REPUBLIKA.CO.ID, ROMA -- Pemimpin Tertinggi Gereja Katolik, Paus Fransiskus kembali menyampaikan komentarnya terkait konflik di Timur Tengah. Paus mengatakan ada tiga hal yang menghambat proses perdamaian di Timur Tengah. Diantaranya yaitu pembangunan tembok, pendudukan ilegal dan fanatisme agama.
Ini disampaikan Paus saat pertemuan puncak para pemimpin Kristen. Mereka membahas cara mempromosikan perdamaian di Timur Tengah.
Paus Francis juga mengulangi pandangannya bahwa "status quo" dari kota Yerusalem harus dihormati. Ia mendukung solusi dua negara terhadap perselisihan Israel-Palestina.
"Gugatan yang dipertahankan tentang tembok dan pajangan kekuasaan tidak akan mengarah pada perdamaian, tetapi hanya keinginan konkret untuk mendengarkan dan terlibat dalam dialog," katanya dalam pidato keduanya hari itu, setelah pertemuan pribadi di antara para pemimpin agama.
Israel mengatakan penghalang pagar di Tepi Barat dibangun sebagai benteng pertahanan terhadap serangan-serangan Palestina.

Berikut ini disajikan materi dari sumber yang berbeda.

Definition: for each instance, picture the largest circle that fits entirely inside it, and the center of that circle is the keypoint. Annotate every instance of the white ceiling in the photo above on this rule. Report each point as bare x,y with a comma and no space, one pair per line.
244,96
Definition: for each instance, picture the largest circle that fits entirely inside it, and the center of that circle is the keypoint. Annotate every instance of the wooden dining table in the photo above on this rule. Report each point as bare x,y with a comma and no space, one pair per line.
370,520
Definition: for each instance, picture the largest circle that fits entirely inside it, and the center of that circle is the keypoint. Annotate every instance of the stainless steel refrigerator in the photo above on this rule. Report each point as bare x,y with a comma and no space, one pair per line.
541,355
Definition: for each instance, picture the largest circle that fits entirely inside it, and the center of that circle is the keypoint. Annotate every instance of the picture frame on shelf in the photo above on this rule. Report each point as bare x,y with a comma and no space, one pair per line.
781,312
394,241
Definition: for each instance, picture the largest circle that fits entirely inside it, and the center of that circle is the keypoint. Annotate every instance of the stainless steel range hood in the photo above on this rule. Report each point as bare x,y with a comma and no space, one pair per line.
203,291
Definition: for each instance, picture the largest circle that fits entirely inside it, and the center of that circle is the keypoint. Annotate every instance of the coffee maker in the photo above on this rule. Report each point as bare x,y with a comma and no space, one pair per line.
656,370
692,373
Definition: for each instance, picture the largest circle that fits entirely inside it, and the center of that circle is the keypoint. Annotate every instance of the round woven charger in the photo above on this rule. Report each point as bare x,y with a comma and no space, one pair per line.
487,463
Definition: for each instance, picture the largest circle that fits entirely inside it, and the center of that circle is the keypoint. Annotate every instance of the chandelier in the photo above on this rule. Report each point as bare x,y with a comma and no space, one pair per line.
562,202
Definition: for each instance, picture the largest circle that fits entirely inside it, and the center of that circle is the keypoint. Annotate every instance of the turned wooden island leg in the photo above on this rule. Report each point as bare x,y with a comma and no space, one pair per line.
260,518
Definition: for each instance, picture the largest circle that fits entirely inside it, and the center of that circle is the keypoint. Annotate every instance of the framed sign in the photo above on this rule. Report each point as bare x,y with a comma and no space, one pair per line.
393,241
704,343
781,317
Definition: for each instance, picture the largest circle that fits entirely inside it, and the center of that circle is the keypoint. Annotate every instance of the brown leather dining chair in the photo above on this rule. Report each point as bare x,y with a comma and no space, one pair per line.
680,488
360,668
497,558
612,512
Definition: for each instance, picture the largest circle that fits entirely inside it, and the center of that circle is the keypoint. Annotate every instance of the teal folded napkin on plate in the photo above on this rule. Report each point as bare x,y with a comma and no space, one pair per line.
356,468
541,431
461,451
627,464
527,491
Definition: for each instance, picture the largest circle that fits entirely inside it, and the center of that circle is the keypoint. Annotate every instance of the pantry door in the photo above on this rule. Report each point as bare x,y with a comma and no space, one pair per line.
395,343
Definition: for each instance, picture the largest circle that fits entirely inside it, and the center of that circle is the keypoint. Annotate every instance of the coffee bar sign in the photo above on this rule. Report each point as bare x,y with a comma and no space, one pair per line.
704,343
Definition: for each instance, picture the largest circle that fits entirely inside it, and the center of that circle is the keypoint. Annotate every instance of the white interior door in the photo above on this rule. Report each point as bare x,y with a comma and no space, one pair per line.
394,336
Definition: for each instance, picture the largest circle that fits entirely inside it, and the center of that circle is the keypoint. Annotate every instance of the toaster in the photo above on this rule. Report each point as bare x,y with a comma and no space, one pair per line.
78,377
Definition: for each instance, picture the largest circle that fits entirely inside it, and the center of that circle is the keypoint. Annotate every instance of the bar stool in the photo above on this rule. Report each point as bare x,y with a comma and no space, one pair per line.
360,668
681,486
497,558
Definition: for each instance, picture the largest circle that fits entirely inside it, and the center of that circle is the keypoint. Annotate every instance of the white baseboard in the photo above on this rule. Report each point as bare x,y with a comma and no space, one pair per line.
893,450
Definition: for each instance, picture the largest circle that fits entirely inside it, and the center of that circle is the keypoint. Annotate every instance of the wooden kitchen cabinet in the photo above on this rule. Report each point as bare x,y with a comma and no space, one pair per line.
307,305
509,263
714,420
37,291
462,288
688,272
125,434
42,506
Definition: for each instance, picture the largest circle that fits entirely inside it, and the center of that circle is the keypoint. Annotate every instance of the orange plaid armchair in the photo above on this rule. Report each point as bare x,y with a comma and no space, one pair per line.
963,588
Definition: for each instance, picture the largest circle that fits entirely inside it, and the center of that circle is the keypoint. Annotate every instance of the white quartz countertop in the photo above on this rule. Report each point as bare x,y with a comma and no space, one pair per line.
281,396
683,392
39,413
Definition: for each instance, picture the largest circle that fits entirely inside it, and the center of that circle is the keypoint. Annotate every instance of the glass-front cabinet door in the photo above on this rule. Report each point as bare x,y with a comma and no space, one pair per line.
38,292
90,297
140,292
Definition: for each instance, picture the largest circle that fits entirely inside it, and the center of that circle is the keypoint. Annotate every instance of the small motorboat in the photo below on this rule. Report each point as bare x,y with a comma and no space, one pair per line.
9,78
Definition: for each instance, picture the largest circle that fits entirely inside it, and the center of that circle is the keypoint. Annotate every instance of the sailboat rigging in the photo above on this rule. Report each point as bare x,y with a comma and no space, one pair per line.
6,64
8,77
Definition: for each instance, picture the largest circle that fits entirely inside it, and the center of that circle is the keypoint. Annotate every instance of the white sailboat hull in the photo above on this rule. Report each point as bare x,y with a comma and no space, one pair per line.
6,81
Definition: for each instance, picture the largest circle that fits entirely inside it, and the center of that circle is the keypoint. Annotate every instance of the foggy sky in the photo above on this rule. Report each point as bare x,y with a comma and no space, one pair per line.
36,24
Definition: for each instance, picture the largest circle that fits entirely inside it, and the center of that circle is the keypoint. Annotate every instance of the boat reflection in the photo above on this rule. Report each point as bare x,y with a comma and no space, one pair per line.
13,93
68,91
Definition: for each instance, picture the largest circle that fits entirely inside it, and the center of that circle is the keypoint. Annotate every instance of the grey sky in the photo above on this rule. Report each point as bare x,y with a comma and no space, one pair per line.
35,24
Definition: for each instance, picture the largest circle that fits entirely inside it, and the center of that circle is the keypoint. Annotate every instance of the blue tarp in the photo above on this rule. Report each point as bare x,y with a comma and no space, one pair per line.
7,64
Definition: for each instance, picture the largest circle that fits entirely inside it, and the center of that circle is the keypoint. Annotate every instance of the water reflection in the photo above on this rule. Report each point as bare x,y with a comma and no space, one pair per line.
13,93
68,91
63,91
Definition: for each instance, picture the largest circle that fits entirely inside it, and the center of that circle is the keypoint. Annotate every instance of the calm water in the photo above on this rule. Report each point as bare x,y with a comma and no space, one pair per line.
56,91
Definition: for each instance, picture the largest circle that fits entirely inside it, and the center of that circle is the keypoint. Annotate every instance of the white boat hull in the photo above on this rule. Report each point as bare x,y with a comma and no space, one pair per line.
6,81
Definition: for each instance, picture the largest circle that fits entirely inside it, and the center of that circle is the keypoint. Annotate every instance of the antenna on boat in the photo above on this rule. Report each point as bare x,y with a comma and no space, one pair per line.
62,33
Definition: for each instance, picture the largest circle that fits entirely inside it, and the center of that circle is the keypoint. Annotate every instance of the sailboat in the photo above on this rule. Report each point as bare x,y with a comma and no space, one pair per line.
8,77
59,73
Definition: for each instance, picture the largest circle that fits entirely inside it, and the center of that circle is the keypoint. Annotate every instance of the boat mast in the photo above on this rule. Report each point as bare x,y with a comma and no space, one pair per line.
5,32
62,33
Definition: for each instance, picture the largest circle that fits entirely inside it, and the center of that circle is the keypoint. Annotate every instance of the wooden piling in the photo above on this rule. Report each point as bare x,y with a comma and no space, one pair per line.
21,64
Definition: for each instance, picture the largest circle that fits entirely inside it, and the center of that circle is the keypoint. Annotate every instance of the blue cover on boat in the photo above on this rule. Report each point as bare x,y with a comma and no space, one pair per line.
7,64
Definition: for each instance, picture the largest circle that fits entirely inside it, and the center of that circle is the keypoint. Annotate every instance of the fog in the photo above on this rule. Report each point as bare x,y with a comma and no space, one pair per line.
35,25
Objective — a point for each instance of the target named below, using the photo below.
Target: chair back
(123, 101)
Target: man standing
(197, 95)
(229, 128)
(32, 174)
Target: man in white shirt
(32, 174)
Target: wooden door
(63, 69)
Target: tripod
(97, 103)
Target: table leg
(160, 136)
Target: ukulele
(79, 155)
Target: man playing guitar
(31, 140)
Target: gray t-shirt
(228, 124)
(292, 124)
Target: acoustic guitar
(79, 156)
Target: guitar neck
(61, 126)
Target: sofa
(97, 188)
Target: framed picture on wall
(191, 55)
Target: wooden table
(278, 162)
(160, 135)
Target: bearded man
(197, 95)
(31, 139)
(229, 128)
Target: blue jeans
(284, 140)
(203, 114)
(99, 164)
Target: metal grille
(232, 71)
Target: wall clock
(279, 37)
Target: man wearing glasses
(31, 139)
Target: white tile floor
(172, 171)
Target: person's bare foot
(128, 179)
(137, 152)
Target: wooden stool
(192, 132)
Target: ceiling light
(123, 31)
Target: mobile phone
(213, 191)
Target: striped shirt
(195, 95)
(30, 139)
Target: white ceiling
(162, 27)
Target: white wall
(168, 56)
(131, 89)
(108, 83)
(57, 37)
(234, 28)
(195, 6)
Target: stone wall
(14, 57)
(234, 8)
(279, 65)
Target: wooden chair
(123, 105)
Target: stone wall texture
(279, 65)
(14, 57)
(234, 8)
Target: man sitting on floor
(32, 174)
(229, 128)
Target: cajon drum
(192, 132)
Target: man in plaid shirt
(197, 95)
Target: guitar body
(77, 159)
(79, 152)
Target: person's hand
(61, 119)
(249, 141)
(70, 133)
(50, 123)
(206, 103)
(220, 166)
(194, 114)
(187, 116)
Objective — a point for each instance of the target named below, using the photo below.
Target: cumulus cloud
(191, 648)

Sementara Palestina mengatakan itu adalah perampasan lahan yang dilakukan oleh Israel.
Pau Francis mengatakan setiap komunitas di Timur Tengah harus dilindungi. Perlindungan bukan hanya untuk mayoritas.

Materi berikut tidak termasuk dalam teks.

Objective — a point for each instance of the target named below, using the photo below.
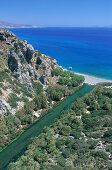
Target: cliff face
(20, 66)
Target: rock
(43, 80)
(29, 53)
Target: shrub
(39, 61)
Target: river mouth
(18, 147)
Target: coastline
(93, 80)
(89, 79)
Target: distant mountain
(4, 24)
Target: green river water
(18, 147)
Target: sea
(86, 50)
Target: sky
(58, 13)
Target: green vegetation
(73, 142)
(39, 61)
(16, 148)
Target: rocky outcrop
(21, 60)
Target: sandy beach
(93, 80)
(90, 79)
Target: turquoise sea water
(86, 50)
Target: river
(18, 147)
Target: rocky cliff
(20, 67)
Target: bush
(39, 61)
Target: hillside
(30, 84)
(80, 139)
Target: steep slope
(18, 70)
(30, 84)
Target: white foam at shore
(93, 80)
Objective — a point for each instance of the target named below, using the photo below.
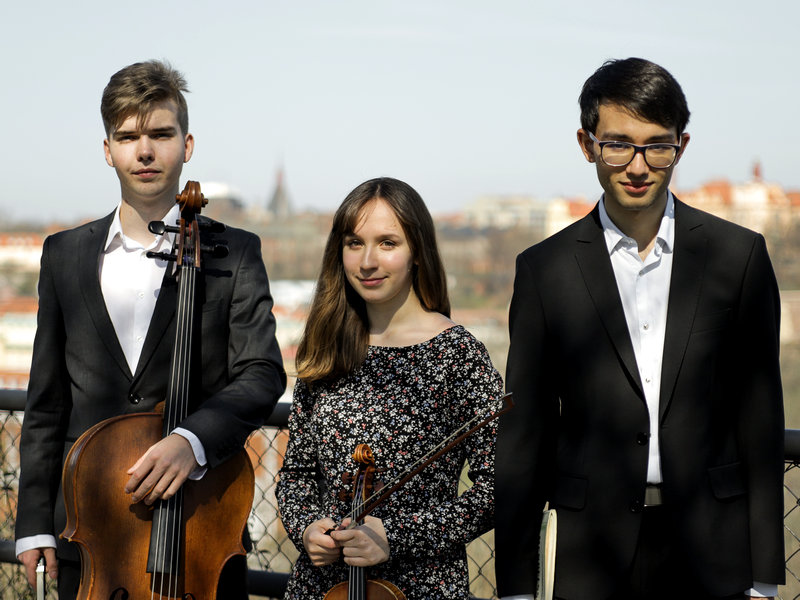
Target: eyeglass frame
(636, 149)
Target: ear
(684, 143)
(587, 145)
(107, 152)
(188, 147)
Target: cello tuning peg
(161, 255)
(212, 226)
(216, 251)
(160, 228)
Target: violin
(367, 496)
(176, 549)
(358, 587)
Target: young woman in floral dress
(381, 363)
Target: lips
(146, 173)
(636, 187)
(371, 282)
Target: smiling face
(377, 257)
(635, 187)
(148, 157)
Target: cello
(175, 549)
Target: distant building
(280, 206)
(541, 217)
(756, 204)
(21, 250)
(17, 330)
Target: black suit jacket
(79, 375)
(579, 433)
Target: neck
(136, 216)
(386, 320)
(641, 225)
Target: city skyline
(460, 99)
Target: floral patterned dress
(402, 402)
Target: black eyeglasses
(620, 154)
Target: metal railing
(272, 555)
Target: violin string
(354, 591)
(465, 427)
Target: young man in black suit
(644, 367)
(106, 328)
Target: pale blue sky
(458, 98)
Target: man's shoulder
(72, 235)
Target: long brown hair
(336, 335)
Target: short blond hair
(135, 89)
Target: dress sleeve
(297, 491)
(476, 387)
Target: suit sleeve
(46, 413)
(761, 423)
(255, 375)
(525, 452)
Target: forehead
(620, 123)
(162, 115)
(377, 215)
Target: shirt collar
(665, 235)
(116, 238)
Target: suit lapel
(91, 248)
(598, 275)
(162, 317)
(688, 266)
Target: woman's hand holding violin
(365, 545)
(322, 549)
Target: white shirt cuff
(197, 449)
(762, 590)
(31, 542)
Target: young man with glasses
(644, 367)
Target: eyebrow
(150, 131)
(666, 138)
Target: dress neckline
(422, 343)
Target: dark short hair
(643, 88)
(137, 88)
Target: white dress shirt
(644, 290)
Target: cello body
(113, 535)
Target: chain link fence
(273, 552)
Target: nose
(369, 259)
(638, 165)
(144, 149)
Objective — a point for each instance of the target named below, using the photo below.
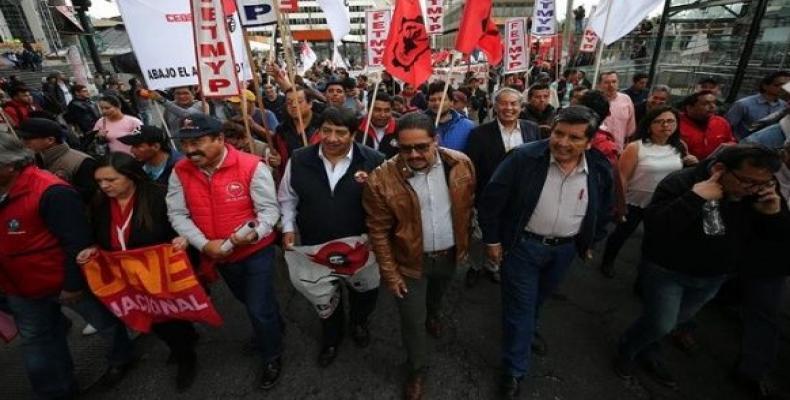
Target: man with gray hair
(44, 230)
(488, 144)
(659, 95)
(546, 202)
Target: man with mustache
(546, 202)
(488, 145)
(212, 192)
(419, 205)
(321, 199)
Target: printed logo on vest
(14, 227)
(235, 189)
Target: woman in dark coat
(128, 213)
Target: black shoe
(360, 334)
(539, 346)
(495, 276)
(115, 374)
(328, 354)
(509, 388)
(187, 370)
(472, 276)
(659, 372)
(624, 367)
(607, 269)
(271, 373)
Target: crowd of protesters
(538, 172)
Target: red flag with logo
(474, 32)
(407, 55)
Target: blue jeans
(251, 281)
(530, 273)
(42, 329)
(669, 298)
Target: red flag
(407, 55)
(474, 33)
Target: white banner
(589, 41)
(314, 269)
(434, 22)
(256, 12)
(378, 27)
(213, 50)
(516, 46)
(163, 41)
(544, 18)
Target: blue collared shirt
(748, 110)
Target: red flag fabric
(476, 33)
(407, 55)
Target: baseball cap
(143, 134)
(249, 95)
(197, 125)
(39, 128)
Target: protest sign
(163, 42)
(515, 44)
(149, 285)
(378, 27)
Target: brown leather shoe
(434, 327)
(414, 388)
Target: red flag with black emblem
(407, 55)
(474, 32)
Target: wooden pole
(256, 85)
(372, 101)
(601, 41)
(446, 86)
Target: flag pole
(446, 86)
(256, 85)
(602, 43)
(372, 101)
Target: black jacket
(159, 233)
(486, 149)
(674, 237)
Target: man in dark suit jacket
(488, 145)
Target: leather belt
(440, 253)
(548, 241)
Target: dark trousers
(762, 301)
(423, 301)
(251, 281)
(621, 233)
(362, 305)
(530, 273)
(180, 337)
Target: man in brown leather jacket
(419, 208)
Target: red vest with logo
(31, 259)
(218, 206)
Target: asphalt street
(581, 326)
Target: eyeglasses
(751, 184)
(421, 148)
(664, 122)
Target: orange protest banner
(149, 285)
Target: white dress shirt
(435, 208)
(288, 197)
(563, 202)
(510, 137)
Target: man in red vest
(214, 191)
(43, 228)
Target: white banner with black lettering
(315, 270)
(162, 39)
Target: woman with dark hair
(114, 124)
(655, 151)
(128, 213)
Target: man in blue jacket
(547, 201)
(454, 129)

Dia juga mengutuk kelompok ekstremisme agama. Ia mengatakan banyak konflik di wilayah Timur Tengah dipicu oleh bentuk-bentuk fundamentalisme dan fanatisme dengan kedok agama. Ini telah merusak citra Tuhan dan sebuah agama itu sendiri.
Dalam pertemuan ini, Fransiskus berbicara dua kali tentang Yerusalem, kota suci yang statusnya menjadi pusat konflik. Israel mengatakan Yerusalem adalah ibukota negara yang bersatu dan abadi. Sementara Palestina menginginkan Yeusalem Timur sebagai ibukota negara masa depan.
Paus mengatakan "status quo" Yerusalem sebagai kota suci bagi orang Yahudi, Kristen dan Muslim harus dihormati.
Francis sebelumnya telah menyerukan semua pihak untuk menghormati resolusi PBB. Ini disampaikannya ketika Washington mengumumkan pemindahan kedutaannya ke Yerusalem dari Tel Aviv.
Dia juga sempat mengomentari konflik Suriah. Dia mengatakan warga Suriah telah mengalami penderitaan yang mengerikan. Terutama anak-anak, di Suriah. Konflik di Suriah telah menewaskan ratusan ribu orang dan memaksa sekitar 11 juta orang meninggalkan rumah mereka. Termasuk 6 juta yang tinggal di luar negeri sebagai pengungsi.
Francis mengutuk sikap acuh dan diamnya banyak pihak dalam menyikapi kekerasan. Ia secara spesifik menyebutkan industri senjata. "Anda tidak bisa berbicara tentang perdamaian sementara Anda secara diam-diam berlomba untuk mengumpulkan senjata baru," katanya.